La musica di James Cotton è stata per forza parte del mio bagaglio culturale: pur non essendo un'armonicista non è infatti possibile prescindere da una figura così centrale per il Blues contemporaneo sia dal punto di vista stilistico che storico. Le sperimentazioni sonore di Cotton, dischi che spesso alcuni bollavano come non fedeli alla linea, hanno infatti tracciato la via delle commistioni tra suoni e generi con una buona  decina d'anni di anticipo rispetto a quello che poi sarebbe divenuto prassi comune negli anni 80, periodo in cui infatti il suono della sua band diventa protagonista di alcuni eccellenti ed imperdibili album su etichetta Alligator. E parte di quegli album erano molti degli strumentisti che avrebbero poi avuto ruoli importantissimi nella nuova scena di Chicago sia come band leaders che come turnisti, basti citare i nomi di due musicisti purtroppo scomparsi troppo presto come Michael Coleman e Ray Allison.

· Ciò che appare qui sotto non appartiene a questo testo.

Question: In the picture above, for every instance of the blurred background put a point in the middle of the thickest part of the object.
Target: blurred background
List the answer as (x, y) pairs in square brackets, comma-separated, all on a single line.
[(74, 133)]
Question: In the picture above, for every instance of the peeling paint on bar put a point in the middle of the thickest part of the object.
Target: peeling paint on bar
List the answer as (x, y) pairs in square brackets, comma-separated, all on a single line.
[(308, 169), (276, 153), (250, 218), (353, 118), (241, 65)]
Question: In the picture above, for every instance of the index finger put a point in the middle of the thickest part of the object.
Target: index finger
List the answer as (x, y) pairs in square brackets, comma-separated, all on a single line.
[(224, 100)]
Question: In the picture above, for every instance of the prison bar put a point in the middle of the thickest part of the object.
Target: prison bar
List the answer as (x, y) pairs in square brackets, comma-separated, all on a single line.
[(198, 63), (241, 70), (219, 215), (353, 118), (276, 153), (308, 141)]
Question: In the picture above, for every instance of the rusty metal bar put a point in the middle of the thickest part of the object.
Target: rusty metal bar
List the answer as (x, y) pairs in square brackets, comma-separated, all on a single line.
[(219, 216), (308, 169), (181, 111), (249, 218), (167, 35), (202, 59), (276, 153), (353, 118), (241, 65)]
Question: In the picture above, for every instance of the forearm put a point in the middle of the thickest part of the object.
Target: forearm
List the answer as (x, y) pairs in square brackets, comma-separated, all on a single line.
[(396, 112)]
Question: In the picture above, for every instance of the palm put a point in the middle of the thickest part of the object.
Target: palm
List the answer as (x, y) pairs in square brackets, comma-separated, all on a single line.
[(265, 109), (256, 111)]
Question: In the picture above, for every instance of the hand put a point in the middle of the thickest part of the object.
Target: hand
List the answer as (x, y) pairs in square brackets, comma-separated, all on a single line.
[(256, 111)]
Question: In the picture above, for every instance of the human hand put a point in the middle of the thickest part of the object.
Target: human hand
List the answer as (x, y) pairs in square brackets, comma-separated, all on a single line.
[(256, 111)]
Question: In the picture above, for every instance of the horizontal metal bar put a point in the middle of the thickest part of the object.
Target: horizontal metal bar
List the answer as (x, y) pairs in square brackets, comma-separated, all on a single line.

Personalmente non ho avuto occasione di suonare con James Cotton, con l'eccezione di una jam al termine di una serata del Pistoia Blues Festival 1991 durante la quale mi ritrovai sul palco della band di  Albert Collins per un paio di pezzi che riunivano parte delle band che avevano animato la serata, tra cui appunto quella di Cotton, Charlie Musselwhite e Phil Guy con la Blues Gang. Furono pochi brani, in cui oltre a tutto l'impatto sonoro era tale da non consentire un facile ascolto dell'armonica, ma sono ad oggi una delle cose più belle di cui mi sia ritrovato a far parte. Di Cotton ho poi altri ricordi, legati al primo viaggio a Chicago con Model T Boogie nel 1987: lui era parte del programma dello Chicago Blues Fest quell'anno, e ricordo l'intervista che rilasciò insieme a Jimmy Rogers ad Enzo Gentile, intervista che divenne poi parte del filmato prodotto da Video Music su quel viaggio. Eravamo dietro al Front Porch Stage, già costruito nel punto di Grant Park dove sarebbe poi rimasto fino all'anno scorso (da quest'anno il Festival si sposterà di qualche centinaio di metri nell'attiguo Millenium Park). Ogni volta in cui negli anni seguenti mi sono ritrovato ad esser lì non ho potuto fare a meno di ricordare quel momento, così laterale in apparenza tra quelli vissuti a Chicago quell'anno ma rimasto in realtà per diversi motivi tra quelli più importanti, un momento fissato nella memoria a simboleggiare tutta l'avventura di quel giugno 1987 che sembrava essere la fine di un percorso ed era invece solo l'inizio di un'esperienza tutta nuova. Anche per questo, grazie, Mr. Cotton.